Colonial Beach has fewer cats now than before the society started its work, town Mayor G.W. "Pete" Bone Jr. said.

"The trapping and neutering effort has kept the cat population down," Bone said.

But Fitzgerald says her four cat traps are getting "old, beat-up and dilapidated."

Viets said the Humane Society receives $500 a year from Westmoreland County and $500 from the town of Colonial Beach. This year, PETsMART awarded the society a $3,000 grant. The rest of the society's $12,000-a-year budget comes from a variety of fund-raising efforts.

"Our main expense comes from Westmoreland County because they don't do cats. They only do dogs," Viets said.

Westmoreland County will spend $80,534 this year on animal control. The county pound handles about 950 dogs a year, but no cats.
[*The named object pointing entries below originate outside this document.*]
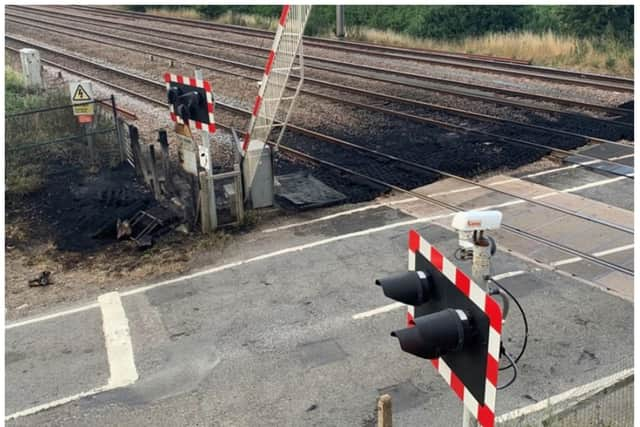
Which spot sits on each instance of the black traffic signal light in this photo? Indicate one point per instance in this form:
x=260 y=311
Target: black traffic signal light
x=436 y=334
x=189 y=102
x=446 y=323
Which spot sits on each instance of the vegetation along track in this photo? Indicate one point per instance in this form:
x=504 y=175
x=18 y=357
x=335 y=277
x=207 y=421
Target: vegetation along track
x=375 y=156
x=466 y=61
x=484 y=93
x=505 y=128
x=417 y=110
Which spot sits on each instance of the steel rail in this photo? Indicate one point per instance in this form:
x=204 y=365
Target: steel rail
x=572 y=77
x=377 y=153
x=136 y=30
x=455 y=111
x=514 y=230
x=546 y=148
x=308 y=40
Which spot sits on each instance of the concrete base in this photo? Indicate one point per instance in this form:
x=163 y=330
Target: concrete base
x=258 y=175
x=31 y=68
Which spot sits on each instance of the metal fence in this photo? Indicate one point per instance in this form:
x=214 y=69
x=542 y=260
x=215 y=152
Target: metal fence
x=607 y=402
x=46 y=142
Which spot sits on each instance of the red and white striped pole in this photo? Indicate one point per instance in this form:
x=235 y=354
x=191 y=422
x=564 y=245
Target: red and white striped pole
x=265 y=77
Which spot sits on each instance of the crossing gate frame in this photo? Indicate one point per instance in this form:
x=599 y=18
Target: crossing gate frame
x=287 y=44
x=197 y=83
x=484 y=413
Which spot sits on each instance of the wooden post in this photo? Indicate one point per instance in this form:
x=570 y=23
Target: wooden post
x=237 y=180
x=135 y=149
x=205 y=215
x=340 y=21
x=31 y=67
x=384 y=411
x=164 y=146
x=116 y=122
x=85 y=130
x=154 y=172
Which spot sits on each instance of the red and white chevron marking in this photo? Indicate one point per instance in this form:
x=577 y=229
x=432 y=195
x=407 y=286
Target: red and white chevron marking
x=484 y=413
x=203 y=84
x=265 y=77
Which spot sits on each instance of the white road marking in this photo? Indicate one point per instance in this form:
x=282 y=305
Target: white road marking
x=52 y=316
x=509 y=274
x=339 y=214
x=378 y=310
x=394 y=306
x=286 y=251
x=303 y=247
x=54 y=403
x=122 y=368
x=122 y=365
x=575 y=393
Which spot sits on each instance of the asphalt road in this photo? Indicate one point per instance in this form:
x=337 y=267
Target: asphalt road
x=273 y=341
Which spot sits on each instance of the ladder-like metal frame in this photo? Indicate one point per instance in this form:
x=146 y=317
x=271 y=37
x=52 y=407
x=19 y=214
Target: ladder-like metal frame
x=287 y=44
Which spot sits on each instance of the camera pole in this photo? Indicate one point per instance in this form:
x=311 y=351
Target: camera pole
x=481 y=271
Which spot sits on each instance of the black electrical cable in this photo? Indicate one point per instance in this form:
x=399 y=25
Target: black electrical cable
x=524 y=319
x=515 y=370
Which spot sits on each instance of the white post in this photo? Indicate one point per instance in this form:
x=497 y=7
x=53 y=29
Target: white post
x=340 y=21
x=481 y=271
x=31 y=67
x=207 y=185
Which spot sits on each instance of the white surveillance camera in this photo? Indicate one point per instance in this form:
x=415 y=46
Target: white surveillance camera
x=466 y=223
x=477 y=220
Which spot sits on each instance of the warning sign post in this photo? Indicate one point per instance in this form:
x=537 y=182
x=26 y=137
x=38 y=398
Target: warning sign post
x=82 y=100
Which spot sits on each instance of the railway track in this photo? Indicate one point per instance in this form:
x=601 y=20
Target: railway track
x=448 y=112
x=472 y=91
x=440 y=124
x=159 y=100
x=466 y=61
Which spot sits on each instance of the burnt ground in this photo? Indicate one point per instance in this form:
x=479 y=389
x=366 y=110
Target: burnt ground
x=79 y=212
x=464 y=154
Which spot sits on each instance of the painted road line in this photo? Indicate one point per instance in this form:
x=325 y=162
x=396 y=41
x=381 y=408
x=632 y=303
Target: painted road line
x=378 y=310
x=122 y=368
x=390 y=307
x=52 y=316
x=54 y=403
x=122 y=365
x=575 y=394
x=285 y=251
x=339 y=214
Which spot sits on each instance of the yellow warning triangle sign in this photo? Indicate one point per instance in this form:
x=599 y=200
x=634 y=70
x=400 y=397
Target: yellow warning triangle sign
x=80 y=94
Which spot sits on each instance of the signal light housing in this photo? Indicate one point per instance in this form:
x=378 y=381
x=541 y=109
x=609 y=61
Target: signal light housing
x=436 y=334
x=412 y=287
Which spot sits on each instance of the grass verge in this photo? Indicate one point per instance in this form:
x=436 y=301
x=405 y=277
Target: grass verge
x=546 y=49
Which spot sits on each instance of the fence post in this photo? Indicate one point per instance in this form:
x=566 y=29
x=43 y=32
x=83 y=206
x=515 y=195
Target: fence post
x=155 y=184
x=123 y=153
x=31 y=68
x=87 y=133
x=135 y=149
x=384 y=411
x=237 y=180
x=204 y=202
x=164 y=147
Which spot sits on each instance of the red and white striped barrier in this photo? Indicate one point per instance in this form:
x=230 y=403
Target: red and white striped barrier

Westmoreland County Administrator Norm Risavi says eight or 10 cats hang out at the trash bin at the county office building in Montross.

"I was putting some trash in the Dumpster last night, and two cats jumped out and scared the daylights out of me. Somebody is feeding them little cans of cat food. I don't find that helpful," he said.

Risavi, who lives in Mount Holly, about 30 miles from Colonial Beach, said there's a cat problem there, too.

"I can't even put my garbage outside. The cats tear it up. The other night, a cat and a raccoon got in a fight on my deck," he said.

In the past five years, Westmoreland County has reported three rabid cats and seven rabid raccoons to state health officials. No rabid dogs were found in the county during the same period.

Statewide in 2002, 317 raccoons with rabies were found, followed by skunks (147), foxes (56), cats (27), bats (17), cows (9), bobcats (5), dogs (4) and horses (3).

"There are an awful lot of cats," Risavi said. "It seems to me it would be close to an insurmountable task to get people to tag and license cats. But if the Board of Supervisors adopts an ordinance about cats, we'll try to enforce it."